8

Pandas (v1.0.5) use s3fs library to connect with AWS S3 and read data. By default, s3fs uses the credentials found in ~/.aws/credentials file in default profile. How do I specify which profile should pandas use while reading a CSV from S3?

Eg.

s3_path = 's3://mybucket/myfile.csv'
df = pd.read_csv(s3_path)
$ cat ~/.aws/credentials
[default]
aws_access_key_id = ABCD
aws_secret_access_key = XXXX
[profile2]
aws_access_key_id = PQRS
aws_secret_access_key = YYYY
[profile3]
aws_access_key_id = XYZW
aws_secret_access_key = ZZZZ

Edit :

Current hack/working solution :

import botocore
import s3fs
session = botocore.session.Session(profile='profile2')
s3 = s3fs.core.S3FileSystem(anon=False, session=session)
df = pd.read_csv( s3.open(path_to_s3_csv) )

The only issue with above solution is you need to import 2 different libraries and instantiate 2 objects. Keeping the question open to see if there is another cleaner/simple method.

Spandan Brahmbhatt
  • 3,774
  • 6
  • 24
  • 36

5 Answers5

8
df = pd.read_csv(s3_path, storage_options=dict(profile='profile2'))
loknar
  • 539
  • 5
  • 12
3

If you only need to use one profile, setting the environment variable "AWS_DEFAULT_PROFILE" works:

import os
os.environ["AWS_DEFAULT_PROFILE"] = "profile2"
df = pd.read_csv(path_to_s3_csv)
2
import s3fs
s3 = s3fs.S3FileSystem(anon=False, profile_name="your-profile-name")

I believe to not use boto, you can use this S3FileSystem part of the s3fs.
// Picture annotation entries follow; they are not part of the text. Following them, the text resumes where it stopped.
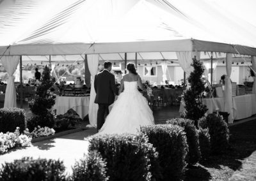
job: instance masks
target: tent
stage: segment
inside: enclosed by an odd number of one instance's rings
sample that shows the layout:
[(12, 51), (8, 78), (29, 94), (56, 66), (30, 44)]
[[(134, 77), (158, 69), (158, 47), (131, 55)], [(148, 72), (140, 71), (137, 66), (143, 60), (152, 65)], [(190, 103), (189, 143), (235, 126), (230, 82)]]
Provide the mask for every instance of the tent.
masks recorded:
[(205, 0), (18, 0), (0, 9), (2, 63), (17, 66), (18, 55), (87, 54), (93, 77), (101, 54), (175, 52), (187, 73), (200, 52), (227, 53), (227, 64), (228, 54), (256, 55), (256, 27), (218, 8)]

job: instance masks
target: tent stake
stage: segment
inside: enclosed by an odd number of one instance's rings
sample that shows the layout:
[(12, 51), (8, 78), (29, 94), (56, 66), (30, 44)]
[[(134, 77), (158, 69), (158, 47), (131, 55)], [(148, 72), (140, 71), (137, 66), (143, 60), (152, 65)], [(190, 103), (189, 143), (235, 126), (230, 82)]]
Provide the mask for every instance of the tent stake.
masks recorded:
[(212, 52), (211, 54), (211, 85), (212, 85)]
[(127, 54), (124, 53), (124, 73), (126, 73), (126, 65), (127, 64)]
[(23, 83), (22, 83), (22, 56), (20, 57), (20, 108), (23, 108)]

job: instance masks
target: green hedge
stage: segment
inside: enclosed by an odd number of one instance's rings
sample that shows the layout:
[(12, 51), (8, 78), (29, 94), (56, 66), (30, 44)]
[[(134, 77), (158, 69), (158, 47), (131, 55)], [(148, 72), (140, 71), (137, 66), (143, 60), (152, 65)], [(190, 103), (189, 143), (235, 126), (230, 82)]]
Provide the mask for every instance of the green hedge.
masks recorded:
[[(157, 157), (142, 134), (105, 134), (89, 138), (90, 151), (99, 152), (107, 162), (109, 180), (151, 180), (150, 164)], [(152, 155), (153, 154), (153, 155)], [(153, 166), (156, 168), (156, 166)]]
[(41, 127), (48, 127), (52, 128), (56, 124), (56, 119), (54, 115), (48, 112), (47, 114), (44, 116), (35, 115), (27, 119), (27, 128), (29, 131), (34, 130), (35, 127), (40, 126)]
[(65, 180), (62, 161), (45, 159), (23, 157), (3, 164), (1, 181), (59, 181)]
[(228, 145), (229, 130), (222, 117), (209, 114), (199, 120), (198, 125), (203, 129), (209, 129), (212, 152), (218, 154), (224, 152)]
[(163, 180), (182, 180), (188, 152), (183, 128), (171, 124), (159, 124), (141, 127), (141, 131), (148, 137), (148, 141), (159, 152)]
[(211, 136), (208, 129), (198, 129), (199, 145), (202, 159), (207, 159), (211, 154)]
[(23, 110), (17, 108), (0, 109), (0, 132), (14, 132), (17, 127), (25, 130), (26, 120)]
[(108, 180), (106, 176), (107, 163), (102, 159), (100, 154), (96, 152), (90, 152), (86, 157), (76, 161), (71, 178), (74, 181), (105, 181)]
[(186, 161), (189, 165), (196, 164), (201, 157), (199, 147), (198, 133), (194, 122), (183, 118), (172, 119), (166, 122), (184, 127), (188, 145), (188, 153)]

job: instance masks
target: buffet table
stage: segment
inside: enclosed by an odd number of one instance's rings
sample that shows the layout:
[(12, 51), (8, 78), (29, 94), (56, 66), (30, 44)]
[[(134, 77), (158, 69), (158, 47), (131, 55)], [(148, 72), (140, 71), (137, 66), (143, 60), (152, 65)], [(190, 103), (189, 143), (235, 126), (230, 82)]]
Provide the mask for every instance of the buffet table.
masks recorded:
[(89, 112), (90, 96), (56, 96), (53, 109), (56, 114), (65, 114), (72, 108), (83, 119)]
[[(219, 111), (225, 112), (223, 98), (214, 98), (215, 102), (219, 108)], [(207, 113), (216, 112), (216, 108), (212, 98), (203, 99), (203, 103), (207, 106)], [(232, 97), (233, 117), (234, 120), (239, 120), (250, 117), (256, 114), (255, 94), (246, 94)]]

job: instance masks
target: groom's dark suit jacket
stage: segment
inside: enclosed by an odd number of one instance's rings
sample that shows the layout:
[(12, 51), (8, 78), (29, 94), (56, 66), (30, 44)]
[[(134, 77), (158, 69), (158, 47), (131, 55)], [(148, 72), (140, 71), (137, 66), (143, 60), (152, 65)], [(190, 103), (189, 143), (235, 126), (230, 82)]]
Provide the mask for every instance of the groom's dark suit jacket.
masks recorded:
[(96, 92), (95, 103), (111, 105), (114, 103), (114, 92), (116, 92), (115, 76), (108, 70), (104, 69), (95, 76), (94, 89)]

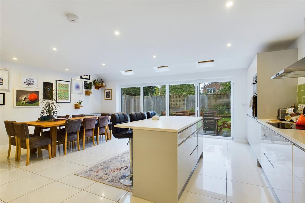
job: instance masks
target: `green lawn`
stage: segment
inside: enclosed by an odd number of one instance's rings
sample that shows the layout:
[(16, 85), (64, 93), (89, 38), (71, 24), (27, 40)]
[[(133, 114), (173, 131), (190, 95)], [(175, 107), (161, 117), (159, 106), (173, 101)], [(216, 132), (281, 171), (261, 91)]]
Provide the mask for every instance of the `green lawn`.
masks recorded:
[[(222, 125), (222, 123), (223, 122), (221, 122), (221, 121), (231, 121), (231, 118), (223, 118), (221, 119), (220, 120), (218, 121), (218, 126), (221, 126)], [(219, 130), (220, 129), (220, 127), (218, 127), (218, 129)], [(229, 128), (224, 128), (222, 129), (223, 130), (231, 130)]]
Then with a file handler something like:

with s3.open('bucket/file.txt', 'rb') as f:
emendez
  • 430
  • 5
  • 10
  • 2
    I am not sure `profile_name ` is a keyword arg. https://s3fs.readthedocs.io/en/latest/api.html#s3fs.core.S3FileSystem – Spandan Brahmbhatt Jun 24 '20 at 20:05
  • 1
    It doesn't but it does accept a boto3 session as a parameter, and you can create your `session` with the `profile_name` and then pass it in. – Cargo23 Jun 24 '20 at 20:09
1

I'm not sure that this is "better" but it seems to be working for me using boto3 directly without needing to use s3fs or set an env variable.

import boto3
import pandas as pd

s3_session = boto3.Session(profile_name="profile_name")
s3_client = s3_session.client("s3")
df = pd.read_csv(s3_client.get_object(Bucket='bucket', Key ='key.csv').get('Body'))
Scott Brenstuhl
  • 627
  • 6
  • 7
1

If you are unable to configure your .aws/config file:

import pandas as pd
import s3fs

KEY_ID = 'xxxx'
ACCESS_KEY = 'yyyy'
BUCKET = 'my-bucket'
fp = 's3://my-bucket/test/abc.csv'


fs = s3fs.S3FileSystem(anon=False, key=KEY_ID, secret=ACCESS_KEY)
with fs.open(fp) as f:
   df = pd.read_csv(f)
yl_low
  • 1,209
  • 2
  • 17
  • 26